Department of Biomedical Informatics, Emory University, Atlanta, Georgia, USA.
Department of Computer Science, Princeton University, Princeton, New Jersey, USA.
J Comput Biol. 2021 May;28(5):469-484. doi: 10.1089/cmb.2020.0435. Epub 2021 Jan 5.
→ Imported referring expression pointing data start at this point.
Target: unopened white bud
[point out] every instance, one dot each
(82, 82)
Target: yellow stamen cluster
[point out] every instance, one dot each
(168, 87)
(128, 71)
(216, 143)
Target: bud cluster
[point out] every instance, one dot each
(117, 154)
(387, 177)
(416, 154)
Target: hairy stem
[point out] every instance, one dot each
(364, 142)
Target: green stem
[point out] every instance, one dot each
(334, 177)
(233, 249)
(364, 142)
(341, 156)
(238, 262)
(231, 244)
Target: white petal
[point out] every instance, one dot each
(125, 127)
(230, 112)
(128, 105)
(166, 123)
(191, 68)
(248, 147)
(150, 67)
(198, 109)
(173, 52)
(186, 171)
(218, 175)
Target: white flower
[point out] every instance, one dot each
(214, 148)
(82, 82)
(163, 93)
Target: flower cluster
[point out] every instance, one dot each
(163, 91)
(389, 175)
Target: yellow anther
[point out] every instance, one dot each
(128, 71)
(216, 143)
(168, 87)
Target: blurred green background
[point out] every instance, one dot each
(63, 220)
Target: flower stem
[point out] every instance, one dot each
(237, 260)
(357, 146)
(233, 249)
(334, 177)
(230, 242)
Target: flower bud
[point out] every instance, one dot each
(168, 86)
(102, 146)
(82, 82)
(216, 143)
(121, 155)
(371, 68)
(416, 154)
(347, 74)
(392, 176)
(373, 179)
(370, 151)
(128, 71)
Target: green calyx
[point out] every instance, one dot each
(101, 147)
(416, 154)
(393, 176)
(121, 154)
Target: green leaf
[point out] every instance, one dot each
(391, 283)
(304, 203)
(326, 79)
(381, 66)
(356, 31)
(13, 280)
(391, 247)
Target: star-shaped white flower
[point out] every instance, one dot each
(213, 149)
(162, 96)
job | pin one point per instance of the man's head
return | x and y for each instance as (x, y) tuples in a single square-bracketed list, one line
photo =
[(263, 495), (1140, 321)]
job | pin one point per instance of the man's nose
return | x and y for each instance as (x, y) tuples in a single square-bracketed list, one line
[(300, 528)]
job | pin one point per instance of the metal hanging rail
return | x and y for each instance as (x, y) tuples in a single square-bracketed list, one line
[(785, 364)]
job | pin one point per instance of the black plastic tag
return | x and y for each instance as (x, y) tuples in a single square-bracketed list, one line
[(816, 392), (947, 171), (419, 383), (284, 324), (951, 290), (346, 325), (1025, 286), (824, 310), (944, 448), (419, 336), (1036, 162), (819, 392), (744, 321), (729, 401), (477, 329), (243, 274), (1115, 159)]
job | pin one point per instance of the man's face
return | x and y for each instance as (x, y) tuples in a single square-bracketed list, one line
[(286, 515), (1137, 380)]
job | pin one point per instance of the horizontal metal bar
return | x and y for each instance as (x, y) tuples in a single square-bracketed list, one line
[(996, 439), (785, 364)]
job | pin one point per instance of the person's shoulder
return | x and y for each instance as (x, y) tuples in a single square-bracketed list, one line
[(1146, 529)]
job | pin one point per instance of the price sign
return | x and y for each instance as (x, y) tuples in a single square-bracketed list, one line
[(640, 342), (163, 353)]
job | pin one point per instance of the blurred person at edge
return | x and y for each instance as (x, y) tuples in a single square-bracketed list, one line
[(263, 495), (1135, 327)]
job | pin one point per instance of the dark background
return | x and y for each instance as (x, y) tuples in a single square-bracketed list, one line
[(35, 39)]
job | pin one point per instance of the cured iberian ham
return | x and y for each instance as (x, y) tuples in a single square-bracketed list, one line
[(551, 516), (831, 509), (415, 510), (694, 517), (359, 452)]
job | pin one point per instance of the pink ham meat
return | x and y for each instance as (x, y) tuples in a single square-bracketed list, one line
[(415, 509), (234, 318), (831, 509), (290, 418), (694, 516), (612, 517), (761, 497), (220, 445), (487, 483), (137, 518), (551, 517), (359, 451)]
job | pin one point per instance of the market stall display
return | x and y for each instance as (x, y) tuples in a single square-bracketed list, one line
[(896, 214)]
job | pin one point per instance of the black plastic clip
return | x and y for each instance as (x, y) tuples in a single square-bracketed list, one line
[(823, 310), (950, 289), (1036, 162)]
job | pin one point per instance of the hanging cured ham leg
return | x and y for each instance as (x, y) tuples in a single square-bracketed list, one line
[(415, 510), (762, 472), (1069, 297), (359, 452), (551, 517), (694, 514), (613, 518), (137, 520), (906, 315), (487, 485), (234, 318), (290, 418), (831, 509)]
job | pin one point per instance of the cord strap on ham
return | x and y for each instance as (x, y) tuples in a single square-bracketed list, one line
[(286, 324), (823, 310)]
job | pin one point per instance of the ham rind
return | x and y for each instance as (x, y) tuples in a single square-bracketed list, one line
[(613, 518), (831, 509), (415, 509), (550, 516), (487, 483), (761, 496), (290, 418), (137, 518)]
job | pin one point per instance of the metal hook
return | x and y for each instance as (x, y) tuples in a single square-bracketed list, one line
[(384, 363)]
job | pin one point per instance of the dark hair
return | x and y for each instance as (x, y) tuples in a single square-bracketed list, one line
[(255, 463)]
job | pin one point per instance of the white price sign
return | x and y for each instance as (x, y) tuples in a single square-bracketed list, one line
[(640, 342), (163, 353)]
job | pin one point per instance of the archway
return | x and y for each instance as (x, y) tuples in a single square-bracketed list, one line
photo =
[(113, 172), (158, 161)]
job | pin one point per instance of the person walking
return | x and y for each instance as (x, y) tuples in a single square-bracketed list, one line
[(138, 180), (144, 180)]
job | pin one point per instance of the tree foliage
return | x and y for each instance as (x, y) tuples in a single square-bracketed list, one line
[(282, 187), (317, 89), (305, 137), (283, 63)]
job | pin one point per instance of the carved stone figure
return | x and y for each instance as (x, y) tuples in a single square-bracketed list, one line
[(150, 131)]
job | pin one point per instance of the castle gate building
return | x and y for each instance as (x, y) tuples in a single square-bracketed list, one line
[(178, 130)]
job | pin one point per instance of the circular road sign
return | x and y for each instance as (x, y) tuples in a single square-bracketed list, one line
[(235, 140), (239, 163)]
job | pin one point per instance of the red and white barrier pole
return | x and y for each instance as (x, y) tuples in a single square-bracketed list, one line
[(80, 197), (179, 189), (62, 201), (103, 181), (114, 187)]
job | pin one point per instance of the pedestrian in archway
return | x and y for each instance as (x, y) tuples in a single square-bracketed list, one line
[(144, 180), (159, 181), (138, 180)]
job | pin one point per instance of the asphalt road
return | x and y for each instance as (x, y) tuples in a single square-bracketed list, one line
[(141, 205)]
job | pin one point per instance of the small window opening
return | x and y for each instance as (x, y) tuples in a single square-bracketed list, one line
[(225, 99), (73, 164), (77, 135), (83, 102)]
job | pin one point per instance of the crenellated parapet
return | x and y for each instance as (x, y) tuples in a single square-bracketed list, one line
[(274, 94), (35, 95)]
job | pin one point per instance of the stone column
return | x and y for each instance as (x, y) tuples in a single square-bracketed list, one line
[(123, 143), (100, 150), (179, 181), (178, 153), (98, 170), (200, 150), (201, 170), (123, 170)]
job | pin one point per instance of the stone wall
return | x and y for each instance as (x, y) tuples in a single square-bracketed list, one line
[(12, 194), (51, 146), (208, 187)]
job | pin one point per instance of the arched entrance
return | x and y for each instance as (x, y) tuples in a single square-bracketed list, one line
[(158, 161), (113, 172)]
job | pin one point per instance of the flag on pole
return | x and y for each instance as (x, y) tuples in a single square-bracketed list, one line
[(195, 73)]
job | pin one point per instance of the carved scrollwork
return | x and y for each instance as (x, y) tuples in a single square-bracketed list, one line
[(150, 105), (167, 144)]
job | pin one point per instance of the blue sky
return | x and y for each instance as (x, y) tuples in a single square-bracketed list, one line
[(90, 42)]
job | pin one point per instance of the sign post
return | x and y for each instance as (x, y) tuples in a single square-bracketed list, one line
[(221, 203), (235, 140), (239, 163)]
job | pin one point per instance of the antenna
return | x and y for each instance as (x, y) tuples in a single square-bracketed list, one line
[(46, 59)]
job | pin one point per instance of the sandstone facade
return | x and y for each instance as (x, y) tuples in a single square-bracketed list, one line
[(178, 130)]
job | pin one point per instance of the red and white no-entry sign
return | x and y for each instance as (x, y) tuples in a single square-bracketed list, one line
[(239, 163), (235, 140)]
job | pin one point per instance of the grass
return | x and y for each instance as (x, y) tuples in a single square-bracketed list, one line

A classic problem in computational biology is the identification of : subnetworks of an interaction network that contain genes/proteins that are differentially expressed, highly mutated, or otherwise aberrant compared with other genes/proteins. Numerous methods have been developed to solve this problem under various assumptions, but the statistical properties of these methods are often unknown. For example, some widely used methods are reported to output very large subnetworks that are difficult to interpret biologically. In this work, we formulate the identification of altered subnetworks as the problem of estimating the parameters of a class of probability distributions that we call the Altered Subset Distribution (ASD). We derive a connection between a popular method, jActiveModules, and the maximum likelihood estimator (MLE) of the ASD. We show that the MLE is , explaining the large subnetworks output by jActiveModules. Based on these insights, we introduce NetMix, an algorithm that uses Gaussian mixture models to obtain less biased estimates of the parameters of the ASD. We demonstrate that NetMix outperforms existing methods in identifying altered subnetworks on both simulated and real data, including the identification of differentially expressed genes from both microarray and RNA-seq experiments and the identification of cancer driver genes in somatic mutation data.
与其他基因/蛋白质相比,相互作用网络中的基因/蛋白质的差异表达、高度突变或其他异常的子网。已经开发了许多方法来在各种假设下解决这个问题,但这些方法的统计特性通常是未知的。例如,一些广泛使用的方法被报道输出非常大的子网,这些子网在生物学上很难解释。在这项工作中,我们将异常子网的识别问题表述为估计一类概率分布参数的问题,我们称之为异常子集分布 (ASD)。我们推导出一种流行的方法 jActiveModules 与 ASD 的最大似然估计 (MLE) 之间的联系。我们表明,MLE 是 ,解释了 jActiveModules 输出的大子网。基于这些见解,我们引入了 NetMix,这是一种使用高斯混合模型来获得 ASD 参数的偏差更小的估计的算法。我们证明,NetMix 在识别模拟和真实数据中的异常子网方面优于现有方法,包括从微阵列和 RNA-seq 实验中识别差异表达基因以及在体细胞突变数据中识别癌症驱动基因。